Not long after moving to Colorado in 1995, as Lisa and I were driving up into the mountains following a thunderstorm, I was distracted by a spectacular rainbow and drove into the guardrail, busting out my right front headlight assembly. . . . That’s not really the story I want to dwell on.

A week or so later, I went looking for a new assembly. I went to Shortline Mazda on Colfax Avenue, where I was quoted $250 for the entire assembly. The guy suggested Lakewood Foreign, a junkyard between Sheridan and Kipling. It was a cluttered little junkyard on a corner lot. There was a pasture across the road and I parked there in a shallow ditch. I waited for a car to pass and crossed the road. As I crossed a rock-star skinny guy with a long pony tail, unbuttoned work shirt, and a tattoo covering most of his chest yelled advice as he crossed to his own car: “You got to be careful on this street. People drive like assholes.”

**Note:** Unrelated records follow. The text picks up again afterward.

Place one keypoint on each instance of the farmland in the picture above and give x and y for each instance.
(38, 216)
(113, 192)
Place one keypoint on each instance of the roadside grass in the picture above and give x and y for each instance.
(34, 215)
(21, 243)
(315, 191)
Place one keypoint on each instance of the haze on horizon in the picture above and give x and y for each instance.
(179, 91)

The yard was stacked so high with parts that looked like they would never work again that it was difficult to walk through. There were motors in various states of cannibalization, bumpers, auto glass, car seats, auto bodies, electric motors, compressors, things I had no name for. Everything smelled like oil and rust. A couple of guys wandered among the parts holding wrenches. I couldn’t tell if they were Hispanic or Vietnamese or something else. I smiled and tried to look both confident and harmless at the same time.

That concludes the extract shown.